Начало неудачное, подумала я. Они как и я отлично знают, что Цветаева зачумленная. И не по неведению встретили ее столь радушно.)

Новыми для меня в ее истории были: отчетливость в произнесении слов, соответствующая отчетливой несгибаемости прямого стана; отчетливая резкость внезапных движений, да еще та отчетливость мысли, с какой она, судя по ее рассказу, понимала, как жестоко заблуждаются муж и дети, жаждущие возвратиться на родину. Там понимала, каково здесь.

Сергей Яковлевич принес однажды домой газету просоветскую, разумеется, где были напечатаны фотографии столовой для рабочих на одном из провинциальных заводов. Столики накрыты тугими крахмальными скатертями, приборы сверкают; посреди каждого стола горшок с цветами, Я ему говорю: а в тарелках что? А в головах что?

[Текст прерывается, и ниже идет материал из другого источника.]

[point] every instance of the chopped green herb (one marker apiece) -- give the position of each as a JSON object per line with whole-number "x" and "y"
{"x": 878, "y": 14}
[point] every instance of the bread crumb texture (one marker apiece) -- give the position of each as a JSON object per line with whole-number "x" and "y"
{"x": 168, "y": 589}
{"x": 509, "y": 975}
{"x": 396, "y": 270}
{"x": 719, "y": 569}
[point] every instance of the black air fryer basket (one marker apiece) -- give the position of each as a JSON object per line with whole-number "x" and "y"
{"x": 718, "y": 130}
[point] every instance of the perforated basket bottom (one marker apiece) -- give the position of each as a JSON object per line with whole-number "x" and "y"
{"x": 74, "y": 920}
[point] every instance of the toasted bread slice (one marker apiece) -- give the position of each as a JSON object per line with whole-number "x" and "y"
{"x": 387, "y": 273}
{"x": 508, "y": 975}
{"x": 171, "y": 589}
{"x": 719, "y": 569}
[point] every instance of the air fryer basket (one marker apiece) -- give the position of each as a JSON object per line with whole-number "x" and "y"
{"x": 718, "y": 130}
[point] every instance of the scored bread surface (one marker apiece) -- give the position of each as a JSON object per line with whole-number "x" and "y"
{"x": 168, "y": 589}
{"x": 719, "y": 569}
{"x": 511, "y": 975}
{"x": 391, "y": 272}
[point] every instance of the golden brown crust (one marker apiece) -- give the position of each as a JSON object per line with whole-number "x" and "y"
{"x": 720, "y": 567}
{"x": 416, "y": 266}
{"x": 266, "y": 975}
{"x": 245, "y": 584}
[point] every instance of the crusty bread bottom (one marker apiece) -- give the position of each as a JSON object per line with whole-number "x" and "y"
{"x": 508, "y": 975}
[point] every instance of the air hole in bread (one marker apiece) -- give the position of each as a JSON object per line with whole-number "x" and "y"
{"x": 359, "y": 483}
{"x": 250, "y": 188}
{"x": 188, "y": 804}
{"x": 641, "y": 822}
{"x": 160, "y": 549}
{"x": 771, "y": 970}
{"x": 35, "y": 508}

Спрашивала она уже не у Сергея Яковлевича, а, скорее, у нас, и эти настойчивые что?, нарушая мерность речи, выскакивали из ее уст с оглушительной внезапностью, как из бутылок пробки. А в будущем что?

Она досказала свою историю до дня ареста дочери, а затем мужа, то есть до осени 1939 года. Произнесла последнюю фразу скороговоркой и умолкла. И, когда она умолкла, ни один из нас не решился просить о продолжении. Жестокостью было бы заставить ее договаривать.

Прочитайте стихи к Блоку, попросила Татьяна Алексеевна.

Старье. Не хочу. Я вам прочитаю Тоску по родине. Я смотрела не на нее, а в окно. Не видя, лучше слышишь.

Тоска по родине! Давно

Разоблаченная морока!

Мне совершенно всё равно

Где совершенно одинокой

Быть, по каким камням домой

Брести с кошелкою базарной

В дом, и не знающий, что мой,

Как госпиталь или казарма.

Мне всё равно, каких среди

Лиц ощетиниваться пленным

Львом, из какой людской среды

Быть вытесненной непременно

В себя, в единоличье чувств.

Камчатским, медведем, без льдины.

Где не ужиться (и не тщусь!),

Где унижаться мне едино,

Не обольщусь и языком

Родным, его призывом млечным.

Мне безразлично на каком

Непонимаемой быть встречным!

Тут она замолчала. Это Мне безразлично на каком произнесено было с великолепным презрением. Вызывающе. Со страстной надменностью. Стихотворение оборвала внезапно, словно недокуренный окурок отбросила.